Kenny Herzog of Vulture gave the episode 5 stars out of 5 and wrote, "Although outside of Cohle's Big Hug Mug at the '12 case interview and his way of half-heartedly demeaning possible sources into Dora's death, along with alluded-to stock office dustups, True Detective has already shed nearly any trace of being blackly comic. In fact, apart from the napalm-sky visions Cohle encounters en route to leads on the Dora Lange case, 'Seeing Things' is as charred as that torched First Revival Church. But as we head toward chapter three of eight, there's more to like in its darkening pull." Tony Sokol of Den of Geek also gave the episode a full 5 stars and wrote, "Marty learns that the new detectives, the ones handling it now, in 2014, not the task force investigating animal mutilations, are onto something new. Once again, there is no fluff or bullshit on HBO's True Detective. Even Rust Cohle's flashbacks are handled realistically. He can tell what's real and what's not. Whether it's from the drug residue, political circle jerks or satanic scrawlings on abandoned churches, it sometimes feels like he's mainlining the secret truths of the universe."
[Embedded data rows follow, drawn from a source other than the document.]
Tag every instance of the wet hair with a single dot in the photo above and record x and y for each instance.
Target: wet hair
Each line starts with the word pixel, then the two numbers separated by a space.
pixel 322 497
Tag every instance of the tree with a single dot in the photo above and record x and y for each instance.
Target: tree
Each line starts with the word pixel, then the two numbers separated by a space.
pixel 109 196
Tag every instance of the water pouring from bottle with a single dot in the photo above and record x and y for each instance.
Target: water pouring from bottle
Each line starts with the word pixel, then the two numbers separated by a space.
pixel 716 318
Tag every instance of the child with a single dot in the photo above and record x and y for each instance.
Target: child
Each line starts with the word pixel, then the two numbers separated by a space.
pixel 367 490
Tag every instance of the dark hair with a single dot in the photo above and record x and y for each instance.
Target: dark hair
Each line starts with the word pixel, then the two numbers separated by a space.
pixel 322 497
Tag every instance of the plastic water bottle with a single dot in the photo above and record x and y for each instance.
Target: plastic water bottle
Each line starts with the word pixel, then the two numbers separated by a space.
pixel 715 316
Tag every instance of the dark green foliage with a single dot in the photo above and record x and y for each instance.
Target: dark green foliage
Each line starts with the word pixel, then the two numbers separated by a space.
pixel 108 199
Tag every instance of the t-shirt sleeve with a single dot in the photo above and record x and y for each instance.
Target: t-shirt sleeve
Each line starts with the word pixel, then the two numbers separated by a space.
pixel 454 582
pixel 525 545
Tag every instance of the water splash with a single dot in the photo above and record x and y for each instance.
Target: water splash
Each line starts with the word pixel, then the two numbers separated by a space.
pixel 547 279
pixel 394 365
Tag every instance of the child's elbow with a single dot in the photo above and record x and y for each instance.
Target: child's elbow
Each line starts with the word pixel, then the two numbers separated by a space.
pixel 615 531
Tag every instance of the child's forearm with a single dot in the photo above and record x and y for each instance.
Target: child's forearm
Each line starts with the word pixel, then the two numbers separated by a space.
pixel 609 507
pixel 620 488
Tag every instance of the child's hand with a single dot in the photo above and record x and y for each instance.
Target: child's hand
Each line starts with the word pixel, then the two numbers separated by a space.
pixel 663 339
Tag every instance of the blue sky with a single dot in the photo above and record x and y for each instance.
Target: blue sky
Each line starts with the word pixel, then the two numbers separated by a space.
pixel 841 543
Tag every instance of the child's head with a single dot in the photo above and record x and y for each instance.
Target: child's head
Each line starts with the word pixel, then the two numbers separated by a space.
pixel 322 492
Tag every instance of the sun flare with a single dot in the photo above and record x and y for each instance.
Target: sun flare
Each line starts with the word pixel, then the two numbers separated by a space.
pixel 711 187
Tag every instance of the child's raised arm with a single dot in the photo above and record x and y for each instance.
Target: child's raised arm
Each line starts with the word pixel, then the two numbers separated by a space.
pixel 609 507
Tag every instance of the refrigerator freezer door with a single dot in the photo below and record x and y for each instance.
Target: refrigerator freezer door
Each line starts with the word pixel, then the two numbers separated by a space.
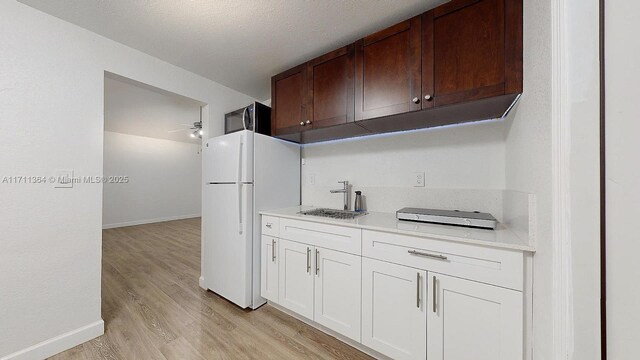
pixel 229 158
pixel 230 232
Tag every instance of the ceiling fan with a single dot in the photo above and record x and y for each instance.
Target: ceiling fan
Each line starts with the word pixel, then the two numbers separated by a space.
pixel 195 128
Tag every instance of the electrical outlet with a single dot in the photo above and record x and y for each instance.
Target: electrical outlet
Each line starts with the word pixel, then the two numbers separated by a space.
pixel 418 179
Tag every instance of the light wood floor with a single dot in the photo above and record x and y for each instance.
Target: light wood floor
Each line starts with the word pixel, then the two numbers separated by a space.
pixel 153 307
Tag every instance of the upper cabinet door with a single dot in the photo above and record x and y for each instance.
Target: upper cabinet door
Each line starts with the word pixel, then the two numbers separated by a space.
pixel 475 49
pixel 388 71
pixel 289 95
pixel 331 88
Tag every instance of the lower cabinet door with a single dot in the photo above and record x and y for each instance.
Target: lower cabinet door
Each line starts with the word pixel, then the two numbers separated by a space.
pixel 337 292
pixel 295 277
pixel 471 320
pixel 394 309
pixel 269 268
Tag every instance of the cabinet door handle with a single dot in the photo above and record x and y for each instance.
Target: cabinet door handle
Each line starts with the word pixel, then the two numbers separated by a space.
pixel 433 256
pixel 418 300
pixel 435 293
pixel 273 250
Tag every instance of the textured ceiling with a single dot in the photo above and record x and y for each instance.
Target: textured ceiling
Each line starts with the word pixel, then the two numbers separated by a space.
pixel 238 43
pixel 135 109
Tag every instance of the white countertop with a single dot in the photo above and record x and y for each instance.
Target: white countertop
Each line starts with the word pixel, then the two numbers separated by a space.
pixel 501 237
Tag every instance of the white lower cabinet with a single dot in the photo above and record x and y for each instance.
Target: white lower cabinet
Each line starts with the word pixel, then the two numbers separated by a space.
pixel 394 311
pixel 269 268
pixel 471 320
pixel 337 292
pixel 394 299
pixel 295 277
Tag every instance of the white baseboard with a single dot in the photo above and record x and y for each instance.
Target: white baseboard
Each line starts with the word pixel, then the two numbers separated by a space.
pixel 59 343
pixel 149 221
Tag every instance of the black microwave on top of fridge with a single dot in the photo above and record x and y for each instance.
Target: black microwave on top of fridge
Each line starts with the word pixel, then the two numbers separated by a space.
pixel 255 117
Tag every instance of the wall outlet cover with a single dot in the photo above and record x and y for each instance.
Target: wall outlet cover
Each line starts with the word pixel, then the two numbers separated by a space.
pixel 418 179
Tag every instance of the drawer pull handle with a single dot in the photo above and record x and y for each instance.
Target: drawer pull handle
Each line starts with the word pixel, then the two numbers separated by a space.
pixel 433 256
pixel 418 300
pixel 435 294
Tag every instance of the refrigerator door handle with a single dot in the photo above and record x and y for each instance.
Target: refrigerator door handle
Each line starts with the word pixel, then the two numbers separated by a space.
pixel 240 225
pixel 240 145
pixel 244 121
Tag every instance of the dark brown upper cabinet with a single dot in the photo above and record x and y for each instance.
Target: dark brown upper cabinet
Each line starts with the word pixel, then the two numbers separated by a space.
pixel 331 88
pixel 288 99
pixel 388 71
pixel 459 62
pixel 477 50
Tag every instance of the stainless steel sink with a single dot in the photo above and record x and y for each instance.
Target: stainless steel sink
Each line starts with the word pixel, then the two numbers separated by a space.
pixel 334 214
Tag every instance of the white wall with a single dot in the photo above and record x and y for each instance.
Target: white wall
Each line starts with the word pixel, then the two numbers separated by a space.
pixel 583 116
pixel 623 178
pixel 528 161
pixel 164 180
pixel 463 166
pixel 138 109
pixel 51 117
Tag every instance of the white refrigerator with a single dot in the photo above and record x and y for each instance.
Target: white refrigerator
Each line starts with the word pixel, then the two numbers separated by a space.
pixel 245 173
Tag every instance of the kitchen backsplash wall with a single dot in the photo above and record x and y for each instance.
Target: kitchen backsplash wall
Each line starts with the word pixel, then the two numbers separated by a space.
pixel 463 169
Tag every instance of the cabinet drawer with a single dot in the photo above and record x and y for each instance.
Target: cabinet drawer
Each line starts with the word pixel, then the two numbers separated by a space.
pixel 333 237
pixel 501 267
pixel 270 225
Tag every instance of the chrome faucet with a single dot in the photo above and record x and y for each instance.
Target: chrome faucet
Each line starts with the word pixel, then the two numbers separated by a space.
pixel 345 191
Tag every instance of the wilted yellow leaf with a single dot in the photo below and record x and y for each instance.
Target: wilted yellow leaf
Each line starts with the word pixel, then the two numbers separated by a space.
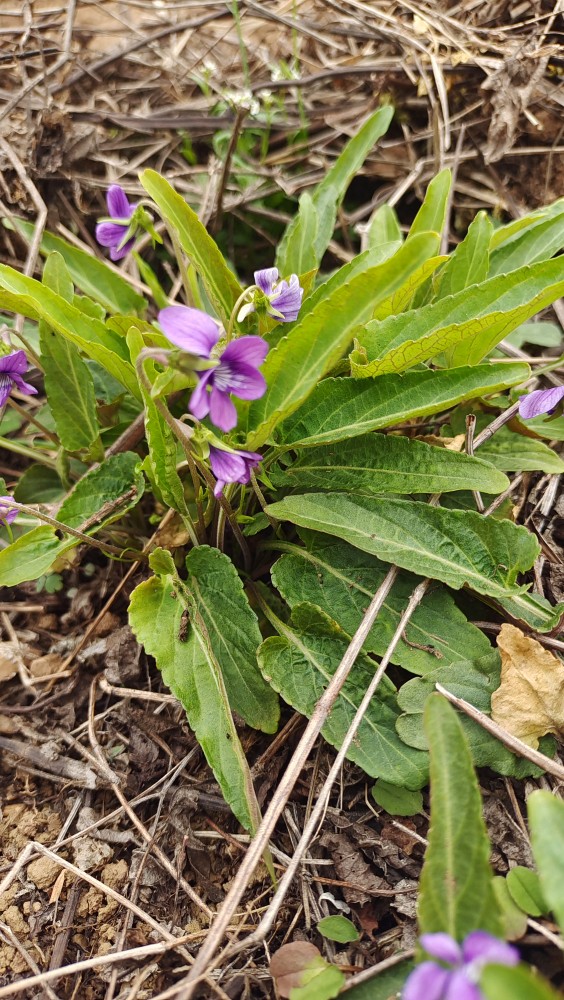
pixel 530 699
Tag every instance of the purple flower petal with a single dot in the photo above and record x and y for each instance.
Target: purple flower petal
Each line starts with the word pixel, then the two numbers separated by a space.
pixel 7 512
pixel 266 278
pixel 190 329
pixel 483 947
pixel 245 382
pixel 288 299
pixel 540 401
pixel 459 987
pixel 16 362
pixel 199 404
pixel 110 234
pixel 118 203
pixel 427 982
pixel 249 350
pixel 118 253
pixel 222 410
pixel 24 387
pixel 442 946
Chris O'Hara of TV Fanatic alao gave the episode a 5-star rating and wrote, "With the second installment in the book, I can confidently say that I think we have a winner on our hands. The show reminds me more of The Killing than anything else, and that is a good thing in my mind. It's not the first crime drama and won't be the last, but the combination of Harrelson and McConaughey I think, will set True Detective apart from the rest." Shane Ryan of Paste gave the episode a 9.8 out of 10 and wrote, "It's difficult to know where to begin here, because I'm on fire with this show in a way that hasn't happened since—when? The Wire? But The Wire is organized and clinical and entirely different, lighting unrelated, landlocked pleasure zones of the superego, so the comparison doesn't make sense. Different passions, different planet altogether. This, this True Detective, is an offering of a separate magnitude, something bright and intelligent yet ultimately murky, ultimately of the id."